Probably 60 percent of the photos I took over Easter weekend showed people sitting around a table.
Breakfast first. I've always considered the English one as the benchmark but it' s a feeble effort compared to a full Irish breakfast. There's bacon and eggs of course, but also sausages, black pudding and potato farls which are a kind of cake. That's Gerry cooking the bangers in the Aga and Valerie making a large vat of soup for lunch.
To nourish the work crew (that's a couple of them--new friends for us--chopping vegetables at the table) we also had Banoffee Pie.
A new dish for us but go on the Internet and you'll find all the info you need to make it. This version began with a crumb crust base. On top of that went sliced bananas. Then the toffee layer. Simplicity itself. All you do is bang an unopened can of condensed milk into a pot of boiling water for three or four hours, let it cool and open it. (You definitely don't need to empty the condensed milk out or faff around with a bain-marie as one pernickety web recipe would have you do.) So toffee on top of the bananas and then, the icing on the cake, so to speak, a thick layer of whipped cream. Let me tell you, Irish cream is so thick that it's almost butter. See how it looks in that pavlova.

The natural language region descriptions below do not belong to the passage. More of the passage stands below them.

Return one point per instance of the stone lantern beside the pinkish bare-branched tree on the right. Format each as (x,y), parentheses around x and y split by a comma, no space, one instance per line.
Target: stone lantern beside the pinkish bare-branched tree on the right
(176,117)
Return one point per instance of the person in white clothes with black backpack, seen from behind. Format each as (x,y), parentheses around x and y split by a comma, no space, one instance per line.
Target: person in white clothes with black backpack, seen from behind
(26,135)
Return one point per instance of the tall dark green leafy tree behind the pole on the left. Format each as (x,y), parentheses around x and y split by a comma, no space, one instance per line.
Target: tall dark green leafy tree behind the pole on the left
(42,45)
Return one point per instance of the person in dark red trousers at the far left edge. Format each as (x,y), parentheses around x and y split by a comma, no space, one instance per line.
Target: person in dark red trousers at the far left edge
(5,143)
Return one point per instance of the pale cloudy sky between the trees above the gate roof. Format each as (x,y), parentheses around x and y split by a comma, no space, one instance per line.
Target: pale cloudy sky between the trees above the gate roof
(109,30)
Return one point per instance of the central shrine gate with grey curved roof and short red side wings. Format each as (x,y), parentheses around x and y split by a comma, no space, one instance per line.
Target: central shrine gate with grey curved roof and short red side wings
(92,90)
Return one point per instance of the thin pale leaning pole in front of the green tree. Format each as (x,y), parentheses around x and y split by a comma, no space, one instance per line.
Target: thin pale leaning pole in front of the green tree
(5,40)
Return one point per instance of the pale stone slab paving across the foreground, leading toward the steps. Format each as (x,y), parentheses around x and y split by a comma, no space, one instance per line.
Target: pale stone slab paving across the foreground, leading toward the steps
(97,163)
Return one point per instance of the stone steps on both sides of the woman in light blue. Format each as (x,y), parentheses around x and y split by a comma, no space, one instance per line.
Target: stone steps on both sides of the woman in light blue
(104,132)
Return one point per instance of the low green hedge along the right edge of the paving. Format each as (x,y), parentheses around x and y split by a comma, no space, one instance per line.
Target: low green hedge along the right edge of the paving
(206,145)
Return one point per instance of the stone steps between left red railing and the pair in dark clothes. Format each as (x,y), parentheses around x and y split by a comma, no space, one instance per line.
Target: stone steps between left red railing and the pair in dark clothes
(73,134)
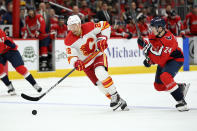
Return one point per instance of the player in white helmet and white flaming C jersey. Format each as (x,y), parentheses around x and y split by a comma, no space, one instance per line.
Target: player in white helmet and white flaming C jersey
(82,42)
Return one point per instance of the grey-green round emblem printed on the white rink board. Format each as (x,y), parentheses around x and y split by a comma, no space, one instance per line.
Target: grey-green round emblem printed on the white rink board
(29,54)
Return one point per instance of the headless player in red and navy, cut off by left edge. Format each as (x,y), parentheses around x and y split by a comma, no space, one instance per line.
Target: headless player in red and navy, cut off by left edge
(9,52)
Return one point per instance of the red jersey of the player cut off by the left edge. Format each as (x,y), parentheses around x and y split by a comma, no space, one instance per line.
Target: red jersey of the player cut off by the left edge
(6,43)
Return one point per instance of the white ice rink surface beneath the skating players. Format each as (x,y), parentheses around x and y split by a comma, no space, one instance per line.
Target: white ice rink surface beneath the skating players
(77,105)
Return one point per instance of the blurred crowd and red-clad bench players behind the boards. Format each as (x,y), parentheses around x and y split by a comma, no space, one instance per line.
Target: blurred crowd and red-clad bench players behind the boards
(120,14)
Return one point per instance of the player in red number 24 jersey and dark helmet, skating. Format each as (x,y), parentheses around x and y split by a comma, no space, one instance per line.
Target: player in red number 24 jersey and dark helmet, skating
(163,50)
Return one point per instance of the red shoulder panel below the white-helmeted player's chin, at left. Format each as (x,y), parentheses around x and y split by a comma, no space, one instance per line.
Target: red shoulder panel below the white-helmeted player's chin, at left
(70,39)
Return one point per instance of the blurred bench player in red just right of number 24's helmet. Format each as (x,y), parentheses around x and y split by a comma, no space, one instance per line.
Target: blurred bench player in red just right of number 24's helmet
(174,24)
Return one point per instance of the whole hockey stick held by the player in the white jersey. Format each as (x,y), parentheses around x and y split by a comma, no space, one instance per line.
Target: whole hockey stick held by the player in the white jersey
(30,98)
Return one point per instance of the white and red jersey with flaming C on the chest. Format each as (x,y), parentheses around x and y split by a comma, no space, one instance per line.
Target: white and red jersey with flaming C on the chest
(84,46)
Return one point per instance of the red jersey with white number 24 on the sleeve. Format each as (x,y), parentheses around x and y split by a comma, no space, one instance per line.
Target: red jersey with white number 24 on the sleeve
(164,49)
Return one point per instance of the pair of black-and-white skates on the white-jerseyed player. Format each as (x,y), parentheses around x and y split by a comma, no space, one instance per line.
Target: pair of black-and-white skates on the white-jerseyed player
(117,101)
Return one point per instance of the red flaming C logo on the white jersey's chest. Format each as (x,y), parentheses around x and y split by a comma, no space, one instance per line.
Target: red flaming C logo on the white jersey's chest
(88,47)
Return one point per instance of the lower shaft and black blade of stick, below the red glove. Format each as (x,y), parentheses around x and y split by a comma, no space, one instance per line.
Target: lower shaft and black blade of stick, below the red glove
(39,97)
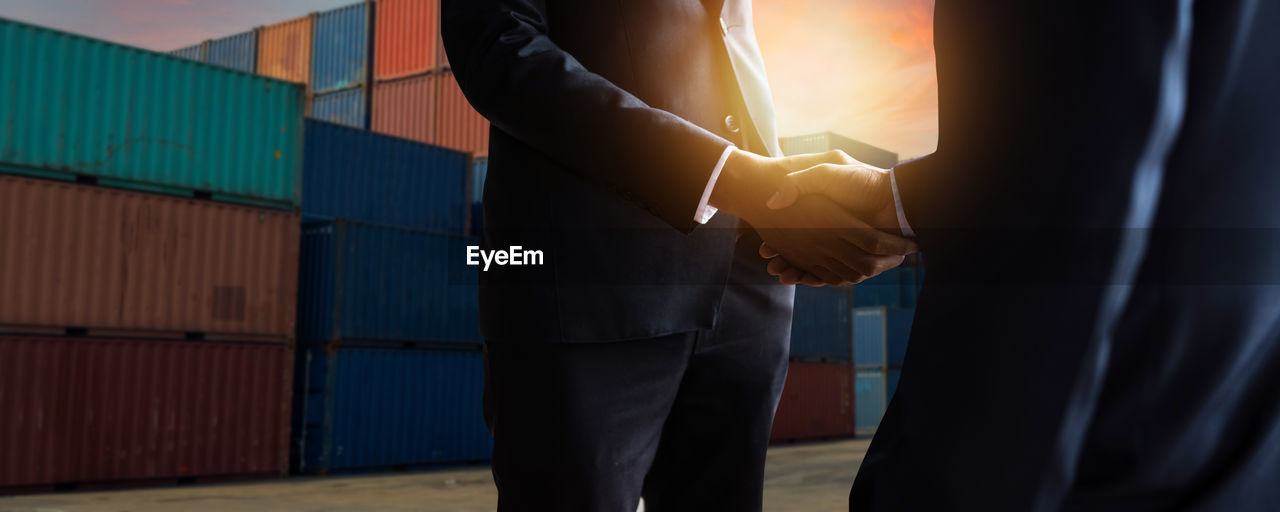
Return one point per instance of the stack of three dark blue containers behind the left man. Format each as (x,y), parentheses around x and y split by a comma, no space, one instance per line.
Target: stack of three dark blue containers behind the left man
(390,371)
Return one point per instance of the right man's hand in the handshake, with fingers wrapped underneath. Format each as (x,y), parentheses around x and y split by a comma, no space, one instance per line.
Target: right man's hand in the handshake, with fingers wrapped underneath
(858,188)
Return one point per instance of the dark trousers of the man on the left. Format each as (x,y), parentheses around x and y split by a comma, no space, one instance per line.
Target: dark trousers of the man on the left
(682,420)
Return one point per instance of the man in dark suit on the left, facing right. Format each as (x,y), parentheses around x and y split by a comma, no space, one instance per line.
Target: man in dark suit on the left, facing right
(647,355)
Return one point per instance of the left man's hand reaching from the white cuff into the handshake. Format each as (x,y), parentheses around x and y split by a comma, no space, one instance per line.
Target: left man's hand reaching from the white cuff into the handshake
(826,241)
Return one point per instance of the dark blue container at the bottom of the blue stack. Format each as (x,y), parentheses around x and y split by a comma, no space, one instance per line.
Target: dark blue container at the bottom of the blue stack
(368,408)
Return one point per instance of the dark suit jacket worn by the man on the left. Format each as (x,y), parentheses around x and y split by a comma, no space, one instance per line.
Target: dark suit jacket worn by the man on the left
(609,118)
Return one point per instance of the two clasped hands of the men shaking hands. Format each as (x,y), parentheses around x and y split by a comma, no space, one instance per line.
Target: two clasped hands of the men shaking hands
(826,220)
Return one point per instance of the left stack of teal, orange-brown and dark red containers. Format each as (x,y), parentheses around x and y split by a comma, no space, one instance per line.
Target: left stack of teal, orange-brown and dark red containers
(149,262)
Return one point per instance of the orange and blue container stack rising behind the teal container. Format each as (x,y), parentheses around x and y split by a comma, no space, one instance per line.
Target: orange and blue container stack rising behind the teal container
(376,66)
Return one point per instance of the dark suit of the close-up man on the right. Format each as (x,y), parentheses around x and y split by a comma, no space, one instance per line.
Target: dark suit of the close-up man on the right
(1100,324)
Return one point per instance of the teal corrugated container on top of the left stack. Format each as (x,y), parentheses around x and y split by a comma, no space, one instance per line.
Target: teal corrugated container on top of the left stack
(149,120)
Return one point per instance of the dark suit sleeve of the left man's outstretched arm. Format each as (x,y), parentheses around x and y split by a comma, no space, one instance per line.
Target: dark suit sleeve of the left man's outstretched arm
(514,75)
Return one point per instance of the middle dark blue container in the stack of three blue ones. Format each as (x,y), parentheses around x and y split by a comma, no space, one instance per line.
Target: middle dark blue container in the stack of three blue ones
(382,284)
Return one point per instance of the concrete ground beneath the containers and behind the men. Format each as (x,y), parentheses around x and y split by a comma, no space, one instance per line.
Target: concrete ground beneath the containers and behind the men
(811,478)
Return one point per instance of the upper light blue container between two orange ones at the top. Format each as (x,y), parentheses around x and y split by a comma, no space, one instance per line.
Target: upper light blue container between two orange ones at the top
(340,56)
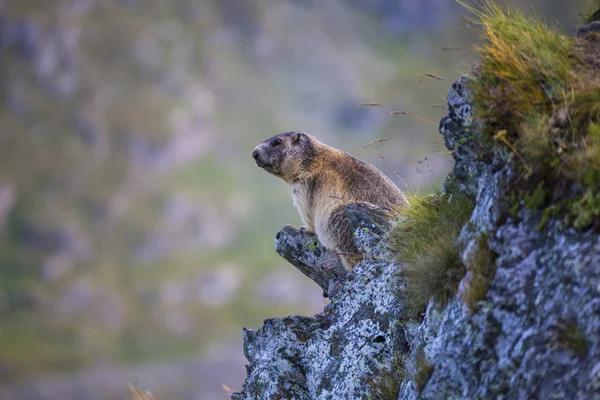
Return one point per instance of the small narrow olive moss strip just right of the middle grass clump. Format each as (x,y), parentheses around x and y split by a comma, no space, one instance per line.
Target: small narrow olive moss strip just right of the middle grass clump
(482,269)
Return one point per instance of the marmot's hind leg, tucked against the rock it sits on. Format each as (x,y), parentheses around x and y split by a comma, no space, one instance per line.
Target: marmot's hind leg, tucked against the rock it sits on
(341,234)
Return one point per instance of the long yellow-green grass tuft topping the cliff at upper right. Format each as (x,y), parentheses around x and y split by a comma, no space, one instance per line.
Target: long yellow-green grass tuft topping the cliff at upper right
(523,65)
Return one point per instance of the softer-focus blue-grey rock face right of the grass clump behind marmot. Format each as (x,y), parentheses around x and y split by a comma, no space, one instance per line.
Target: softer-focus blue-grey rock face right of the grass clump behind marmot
(537,332)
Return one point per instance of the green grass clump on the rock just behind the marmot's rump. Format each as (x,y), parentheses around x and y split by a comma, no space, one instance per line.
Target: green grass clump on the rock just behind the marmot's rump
(424,241)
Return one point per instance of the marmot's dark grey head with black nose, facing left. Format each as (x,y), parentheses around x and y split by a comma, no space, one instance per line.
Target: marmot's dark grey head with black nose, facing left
(286,155)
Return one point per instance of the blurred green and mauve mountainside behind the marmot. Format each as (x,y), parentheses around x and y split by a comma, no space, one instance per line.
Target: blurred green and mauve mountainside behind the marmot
(136,232)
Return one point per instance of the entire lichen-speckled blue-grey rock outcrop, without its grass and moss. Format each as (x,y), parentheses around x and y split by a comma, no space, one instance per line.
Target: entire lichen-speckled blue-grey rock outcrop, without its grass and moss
(535,335)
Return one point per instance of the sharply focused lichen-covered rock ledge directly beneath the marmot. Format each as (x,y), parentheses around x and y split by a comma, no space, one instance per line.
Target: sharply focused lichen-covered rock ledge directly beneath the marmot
(335,354)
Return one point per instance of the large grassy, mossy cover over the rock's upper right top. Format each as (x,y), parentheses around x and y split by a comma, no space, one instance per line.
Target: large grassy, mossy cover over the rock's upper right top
(537,94)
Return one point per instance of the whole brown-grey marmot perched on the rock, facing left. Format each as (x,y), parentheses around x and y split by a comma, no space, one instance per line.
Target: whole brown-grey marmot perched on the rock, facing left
(324,180)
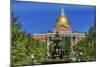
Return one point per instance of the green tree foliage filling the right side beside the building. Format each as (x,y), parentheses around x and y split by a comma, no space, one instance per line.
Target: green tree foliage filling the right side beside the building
(86,48)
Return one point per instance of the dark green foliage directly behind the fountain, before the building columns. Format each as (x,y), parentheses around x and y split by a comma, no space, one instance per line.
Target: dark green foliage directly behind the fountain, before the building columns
(64,45)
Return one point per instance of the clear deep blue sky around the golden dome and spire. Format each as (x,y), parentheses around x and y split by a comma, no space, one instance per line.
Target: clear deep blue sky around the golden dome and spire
(40,17)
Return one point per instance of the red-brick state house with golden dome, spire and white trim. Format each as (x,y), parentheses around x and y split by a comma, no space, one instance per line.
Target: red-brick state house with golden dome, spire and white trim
(63,28)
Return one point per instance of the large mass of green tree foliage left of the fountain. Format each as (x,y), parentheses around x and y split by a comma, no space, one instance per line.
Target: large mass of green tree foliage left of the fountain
(23,46)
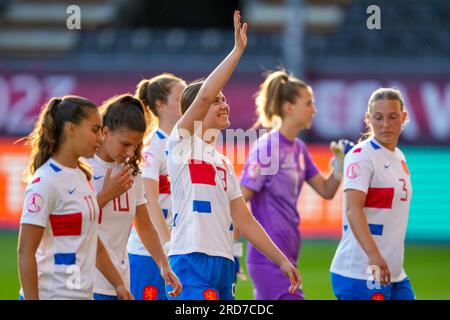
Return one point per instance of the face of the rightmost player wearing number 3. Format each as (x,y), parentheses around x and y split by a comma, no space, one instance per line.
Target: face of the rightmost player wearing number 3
(386,119)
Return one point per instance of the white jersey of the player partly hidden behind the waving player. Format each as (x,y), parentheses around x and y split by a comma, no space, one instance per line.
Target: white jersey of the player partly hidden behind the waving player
(155,168)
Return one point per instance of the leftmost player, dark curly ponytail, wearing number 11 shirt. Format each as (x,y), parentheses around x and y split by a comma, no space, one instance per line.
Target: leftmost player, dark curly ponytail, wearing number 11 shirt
(58,243)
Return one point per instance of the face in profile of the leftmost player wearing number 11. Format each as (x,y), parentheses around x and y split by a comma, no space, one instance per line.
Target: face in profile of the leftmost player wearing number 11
(87,135)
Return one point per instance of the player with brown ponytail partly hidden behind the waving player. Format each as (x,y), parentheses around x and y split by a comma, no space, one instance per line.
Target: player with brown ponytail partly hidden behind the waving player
(160,94)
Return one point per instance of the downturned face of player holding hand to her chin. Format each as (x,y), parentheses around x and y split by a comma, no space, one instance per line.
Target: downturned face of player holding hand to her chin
(121,143)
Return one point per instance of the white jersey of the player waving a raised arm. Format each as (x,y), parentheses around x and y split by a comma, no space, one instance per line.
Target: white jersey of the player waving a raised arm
(203,185)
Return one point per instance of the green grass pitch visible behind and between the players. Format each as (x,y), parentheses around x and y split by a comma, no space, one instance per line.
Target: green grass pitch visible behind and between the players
(427,266)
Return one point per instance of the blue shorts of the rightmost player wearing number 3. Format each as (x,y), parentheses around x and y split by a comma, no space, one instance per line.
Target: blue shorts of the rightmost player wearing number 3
(354,289)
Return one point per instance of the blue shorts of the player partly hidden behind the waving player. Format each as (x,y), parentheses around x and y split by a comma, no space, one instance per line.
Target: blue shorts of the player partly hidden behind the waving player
(145,278)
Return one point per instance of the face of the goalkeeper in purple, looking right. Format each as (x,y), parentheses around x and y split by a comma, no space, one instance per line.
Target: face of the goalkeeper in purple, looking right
(304,108)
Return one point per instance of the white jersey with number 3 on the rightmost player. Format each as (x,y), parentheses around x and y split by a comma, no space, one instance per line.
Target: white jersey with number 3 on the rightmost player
(384,176)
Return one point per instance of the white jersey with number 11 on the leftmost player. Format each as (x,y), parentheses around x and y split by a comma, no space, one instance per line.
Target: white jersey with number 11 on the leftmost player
(62,201)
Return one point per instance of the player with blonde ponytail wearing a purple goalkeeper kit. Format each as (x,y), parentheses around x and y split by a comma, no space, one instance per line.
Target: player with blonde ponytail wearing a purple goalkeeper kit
(285,104)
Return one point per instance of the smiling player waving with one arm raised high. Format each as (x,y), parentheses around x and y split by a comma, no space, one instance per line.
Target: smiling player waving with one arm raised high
(205,192)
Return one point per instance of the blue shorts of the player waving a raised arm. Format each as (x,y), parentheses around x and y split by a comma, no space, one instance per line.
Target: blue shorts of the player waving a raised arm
(204,277)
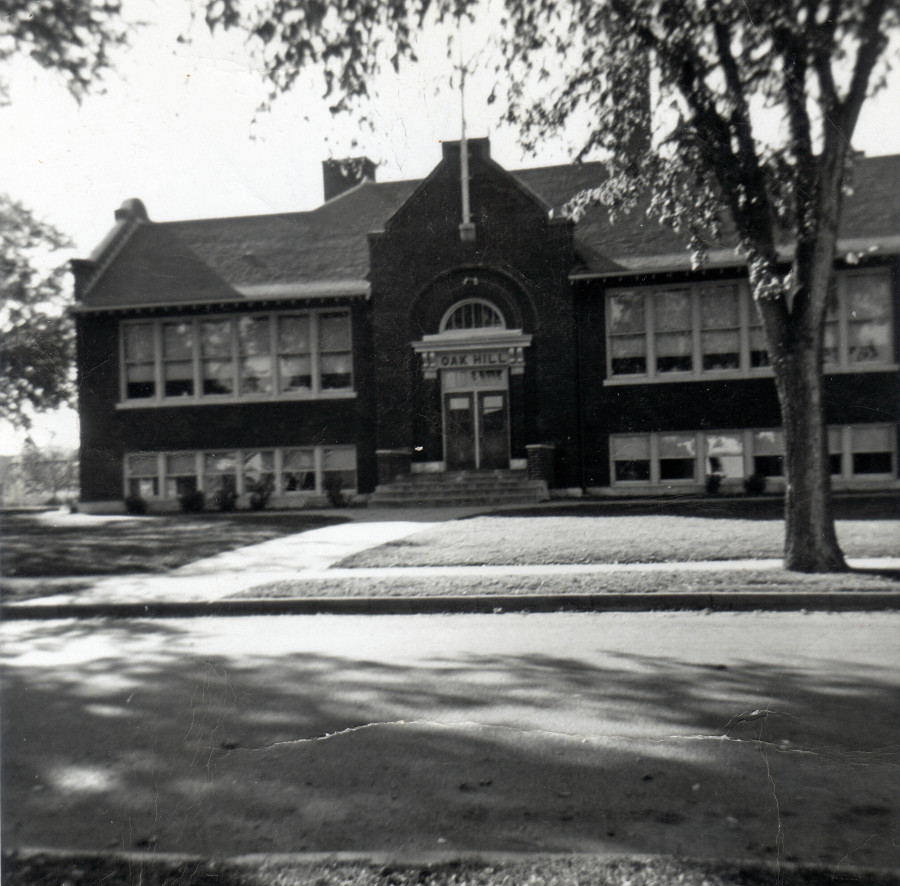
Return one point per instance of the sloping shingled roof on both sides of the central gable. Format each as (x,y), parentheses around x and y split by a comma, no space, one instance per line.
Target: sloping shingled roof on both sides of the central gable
(325,253)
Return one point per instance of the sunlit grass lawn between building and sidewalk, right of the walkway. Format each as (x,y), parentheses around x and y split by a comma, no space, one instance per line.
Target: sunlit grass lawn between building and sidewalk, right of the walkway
(634,532)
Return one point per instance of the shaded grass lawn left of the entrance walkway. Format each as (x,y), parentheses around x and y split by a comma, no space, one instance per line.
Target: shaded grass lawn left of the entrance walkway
(53,543)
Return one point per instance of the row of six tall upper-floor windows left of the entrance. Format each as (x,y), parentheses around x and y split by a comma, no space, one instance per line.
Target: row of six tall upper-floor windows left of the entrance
(263,355)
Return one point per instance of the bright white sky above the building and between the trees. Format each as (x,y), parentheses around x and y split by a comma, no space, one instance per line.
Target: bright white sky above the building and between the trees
(175,127)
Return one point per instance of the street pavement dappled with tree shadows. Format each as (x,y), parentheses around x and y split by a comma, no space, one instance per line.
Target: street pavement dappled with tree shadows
(761,735)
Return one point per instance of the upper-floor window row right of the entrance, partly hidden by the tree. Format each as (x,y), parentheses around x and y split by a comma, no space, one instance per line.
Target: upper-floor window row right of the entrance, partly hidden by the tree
(703,328)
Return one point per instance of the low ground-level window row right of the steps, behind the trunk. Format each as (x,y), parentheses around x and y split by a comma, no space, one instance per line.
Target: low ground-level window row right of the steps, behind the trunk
(855,451)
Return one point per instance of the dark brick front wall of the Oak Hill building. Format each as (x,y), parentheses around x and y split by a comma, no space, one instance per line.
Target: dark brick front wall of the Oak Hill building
(419,267)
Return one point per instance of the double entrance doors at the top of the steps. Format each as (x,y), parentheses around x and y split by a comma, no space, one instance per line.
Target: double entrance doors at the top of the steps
(476,430)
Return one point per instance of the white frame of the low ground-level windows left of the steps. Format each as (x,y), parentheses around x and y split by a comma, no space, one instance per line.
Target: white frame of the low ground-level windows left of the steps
(199,459)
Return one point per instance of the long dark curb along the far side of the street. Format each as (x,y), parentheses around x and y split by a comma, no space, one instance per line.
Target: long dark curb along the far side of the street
(849,601)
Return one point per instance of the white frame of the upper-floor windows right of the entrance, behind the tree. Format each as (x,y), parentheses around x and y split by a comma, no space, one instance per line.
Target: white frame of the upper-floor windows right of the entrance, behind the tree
(748,320)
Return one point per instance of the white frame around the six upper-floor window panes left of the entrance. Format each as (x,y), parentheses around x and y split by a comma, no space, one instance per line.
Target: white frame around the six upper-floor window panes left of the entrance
(198,398)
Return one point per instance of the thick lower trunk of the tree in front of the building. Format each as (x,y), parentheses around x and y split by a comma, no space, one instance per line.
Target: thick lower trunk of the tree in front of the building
(810,540)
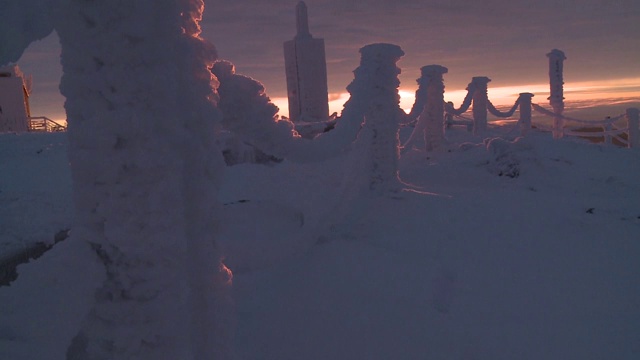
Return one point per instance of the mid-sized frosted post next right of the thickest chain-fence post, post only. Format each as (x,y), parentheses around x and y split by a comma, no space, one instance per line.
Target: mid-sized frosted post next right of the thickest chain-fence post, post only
(433,114)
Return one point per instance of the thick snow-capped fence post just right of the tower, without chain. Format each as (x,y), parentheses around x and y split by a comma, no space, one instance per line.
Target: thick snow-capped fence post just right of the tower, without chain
(376,82)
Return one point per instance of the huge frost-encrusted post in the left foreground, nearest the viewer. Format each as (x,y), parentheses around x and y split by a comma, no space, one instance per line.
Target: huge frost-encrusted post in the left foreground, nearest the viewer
(145,170)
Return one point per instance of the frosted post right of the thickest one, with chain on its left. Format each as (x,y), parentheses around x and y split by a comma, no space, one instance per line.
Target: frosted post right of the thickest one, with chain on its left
(430,94)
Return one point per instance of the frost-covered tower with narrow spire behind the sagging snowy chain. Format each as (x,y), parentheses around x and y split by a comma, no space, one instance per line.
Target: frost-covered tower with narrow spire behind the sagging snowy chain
(306,70)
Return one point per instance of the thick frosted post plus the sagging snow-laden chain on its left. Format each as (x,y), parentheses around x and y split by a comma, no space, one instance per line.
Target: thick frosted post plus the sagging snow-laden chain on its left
(371,115)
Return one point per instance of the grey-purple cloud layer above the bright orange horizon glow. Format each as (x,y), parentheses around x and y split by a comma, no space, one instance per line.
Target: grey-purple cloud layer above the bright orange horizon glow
(504,39)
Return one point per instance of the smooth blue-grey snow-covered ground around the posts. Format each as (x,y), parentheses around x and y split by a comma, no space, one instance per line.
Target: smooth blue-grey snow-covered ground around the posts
(502,250)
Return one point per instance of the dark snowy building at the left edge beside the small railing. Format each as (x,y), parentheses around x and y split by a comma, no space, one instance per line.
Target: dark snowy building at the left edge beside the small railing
(14,100)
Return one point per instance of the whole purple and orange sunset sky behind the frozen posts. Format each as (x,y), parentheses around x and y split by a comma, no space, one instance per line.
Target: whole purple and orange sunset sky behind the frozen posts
(506,40)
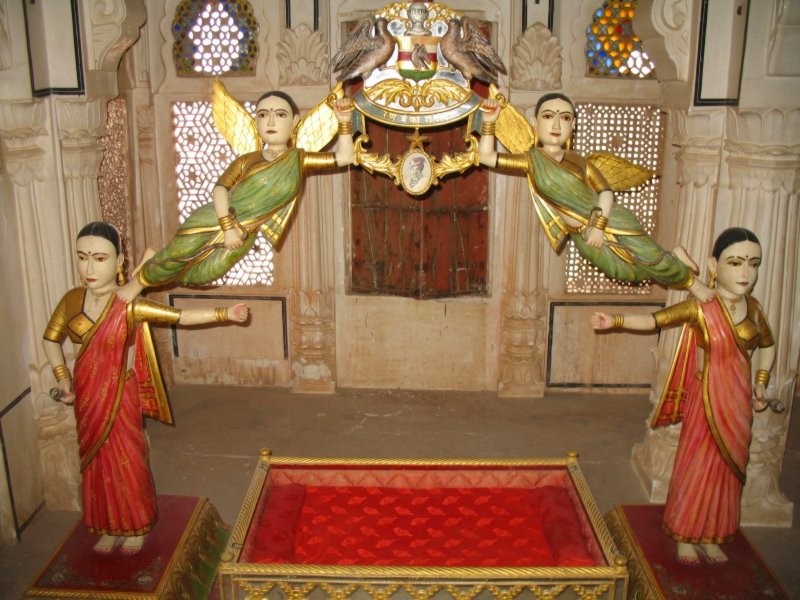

The groaning table shows some of the dishes we made for the big party on Sunday night. The star elements were a beef stew and a sliced ham plus lots and lots of salads and side dishes. Then came the pavlovas and Gerry's apple pies which, not too sweet and dense with fruit, were probably the best we'd ever tasted.
Wine played a role in all this but, oddly, not Guinness. In this part of Ireland, it's a "foreign" drink. What you order is a pint of Murphy's which is what we did when we went to the village of Baltimore for the afternoon.